Choosing a Data Strategy for Embedded Self-Service
Data management is the process of ingesting, storing, organizing, and maintaining the data created and collected by an organization. The data model used:
- Connects effectively and securely to multiple data sources
- Handles advanced permission management, including data security rules and sharing management
- Enhances the original data in several ways - including custom tables, custom columns, custom import queries, custom code, and calendar manipulation (e.g. fiscal year) - to prepare the data for analytics
The Sisense platform enables the customer to create a semantic layer that is integrated into their automatic and manual data pipelines. OEM customers create and manage the data model as part of their data architecture. The data model is fully integrated into the customer's data sources to support advanced analytics in scale and support multiple use cases. OEM customers build and maintain their data model using dimensional modeling knowledge. The model has a direct effect on the dashboard designers' analytical capabilities and the overall dashboard performance. OEM customers invest a lot of effort to achieve an efficient data model to better serve their analytics. Many dashboard designers' business requirements can be optimized and enhanced through data model optimizations. Aspects that must be considered to determine the best data strategy:
- One model for all customers, where the data is separated logically
- The data is mixed in the source, and in the data model.

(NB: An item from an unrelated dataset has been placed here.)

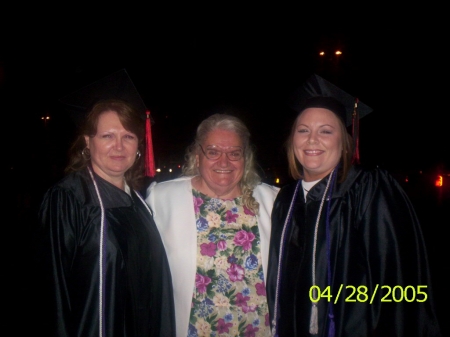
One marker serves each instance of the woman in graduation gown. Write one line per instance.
(347, 255)
(105, 265)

- Data security rules are applied to restrict the data shown to each customer
- The OEM builds the data model and dashboards. The data model is usually large and complex.

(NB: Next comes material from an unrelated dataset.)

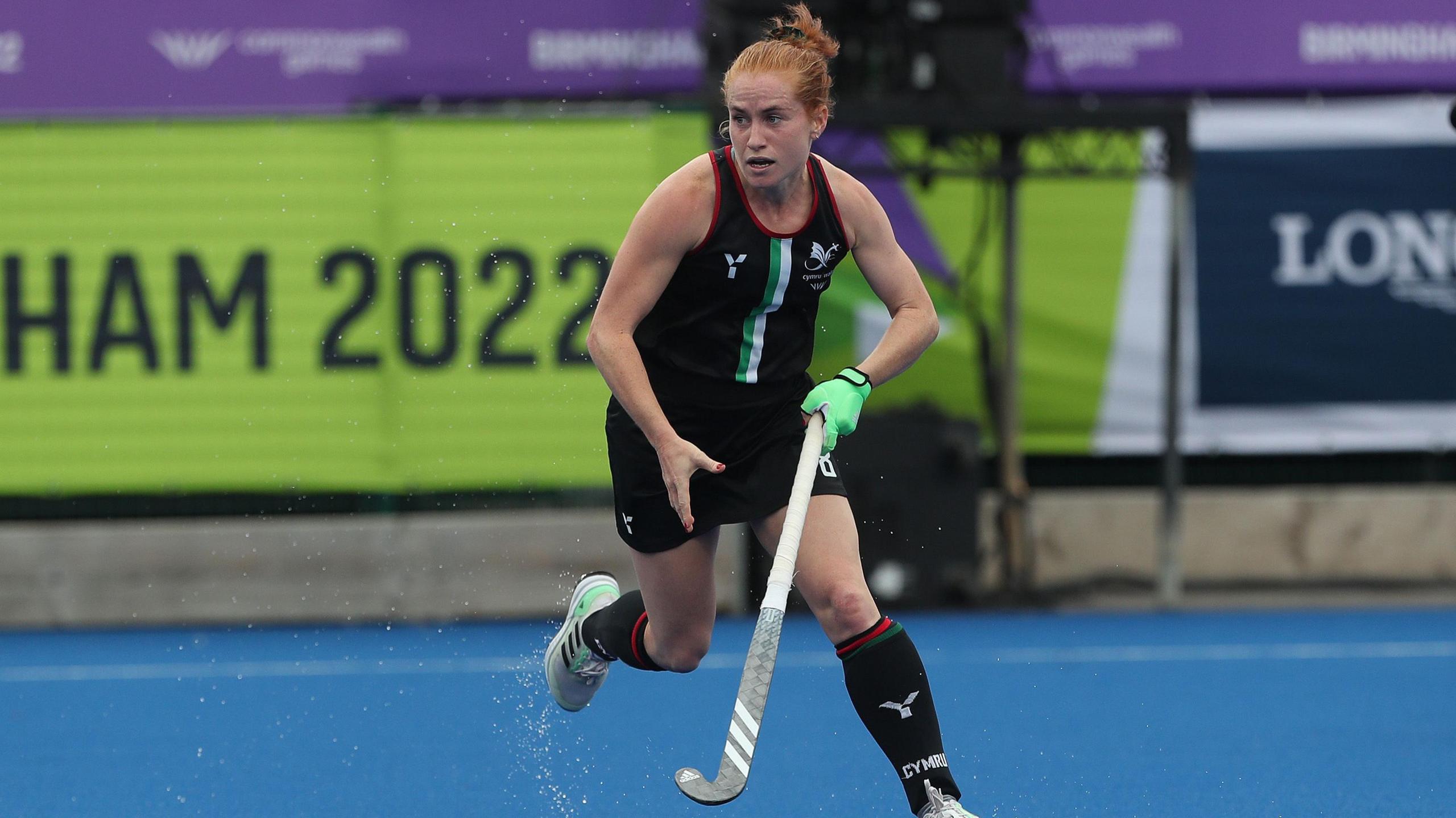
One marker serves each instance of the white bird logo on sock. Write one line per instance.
(901, 707)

- The customers are only viewers.
- It can be an ElastiCube or Live model, depending on the data volume.
- Regulations may prohibit use of this model.
- One model per customer, where the data is separated physically by the OEM
- The OEM separates the data by customer in the source via the schema
- Each customer has their own data model with the same schema.
- The OEM builds the data model and dashboards. Dashboard maintenance is easy for the OEM as changes are made once and applied to all customer data models.
- The OEM customers are dashboards designers and viewers.
- It can be an ElastiCube or Live model, depending on the data volume.
- One model per customer, where the data is stored by the customer
- The data source belongs to the OEM's customer
- Each customer has its own data model with the same schema
- The OEM builds the data model and dashboards.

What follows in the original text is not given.